GPT (Generative Pre-trained Transformer) is known for its impressive performance for several reasons:
Scale: GPT models are incredibly large, with billions of parameters. This scale allows them to understand and generate human-like text across a wide range of topics.
Pre-training: GPT models are pre-trained on vast amounts of text data, allowing them to learn grammar, context, and world knowledge. This pre-training provides a strong foundation for understanding and generating text.
Transfer Learning: GPT leverages transfer learning, meaning it can be fine-tuned for specific tasks with relatively small amounts of task-specific data. This makes it versatile and applicable to various domains.

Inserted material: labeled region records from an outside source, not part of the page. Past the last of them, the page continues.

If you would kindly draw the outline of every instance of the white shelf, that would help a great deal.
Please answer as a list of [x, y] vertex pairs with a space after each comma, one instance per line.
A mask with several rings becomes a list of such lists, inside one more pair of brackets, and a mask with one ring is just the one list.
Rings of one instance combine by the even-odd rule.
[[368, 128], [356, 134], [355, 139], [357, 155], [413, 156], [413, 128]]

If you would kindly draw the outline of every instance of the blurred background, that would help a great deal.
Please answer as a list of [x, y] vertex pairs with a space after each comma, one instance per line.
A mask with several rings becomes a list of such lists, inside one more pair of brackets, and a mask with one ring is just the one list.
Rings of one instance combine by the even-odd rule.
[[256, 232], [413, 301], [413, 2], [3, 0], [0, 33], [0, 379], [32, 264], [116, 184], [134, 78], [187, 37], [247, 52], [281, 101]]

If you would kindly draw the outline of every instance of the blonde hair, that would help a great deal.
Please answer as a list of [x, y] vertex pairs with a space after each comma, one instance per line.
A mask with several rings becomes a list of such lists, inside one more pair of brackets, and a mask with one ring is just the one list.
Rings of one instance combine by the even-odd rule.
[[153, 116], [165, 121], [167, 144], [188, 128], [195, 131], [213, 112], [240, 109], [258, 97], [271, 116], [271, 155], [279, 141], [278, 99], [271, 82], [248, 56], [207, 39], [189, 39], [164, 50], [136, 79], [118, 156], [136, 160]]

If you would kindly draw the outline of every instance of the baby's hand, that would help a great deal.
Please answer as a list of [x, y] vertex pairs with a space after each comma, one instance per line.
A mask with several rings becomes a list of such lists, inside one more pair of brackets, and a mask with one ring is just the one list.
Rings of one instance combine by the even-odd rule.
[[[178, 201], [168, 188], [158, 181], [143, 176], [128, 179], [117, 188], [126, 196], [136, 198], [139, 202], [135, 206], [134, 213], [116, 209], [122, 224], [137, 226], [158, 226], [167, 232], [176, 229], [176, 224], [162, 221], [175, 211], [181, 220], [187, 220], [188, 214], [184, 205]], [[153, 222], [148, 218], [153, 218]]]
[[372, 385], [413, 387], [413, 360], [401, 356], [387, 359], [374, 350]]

Decoding Techniques: Modern GPT models use advanced decoding techniques like beam search and nucleus sampling, which improve the quality of generated text and make it more coherent.
Continual Improvement: GPT models have seen continuous iterations and improvements, resulting in better performance and reduced biases in later versions.
@sarvpriy_arya Backed by Microsoft, VC money 😂
IMO, they got first-mover advantage!
Jokes apart, I find Sam Altman an incredible person behind scaling it.
He says, the #1 reason behind scaling is "People like it & they share it with one another - like hey try this new thing called Chat-GPT, it's amazing"
I dont agree that the ChatGPT is one of the earliest AI products, there is so many before chat-gpt, but chat-gpt is the first one who get on the hype train. Good marketing strategy, a lot of partnerships do the thing.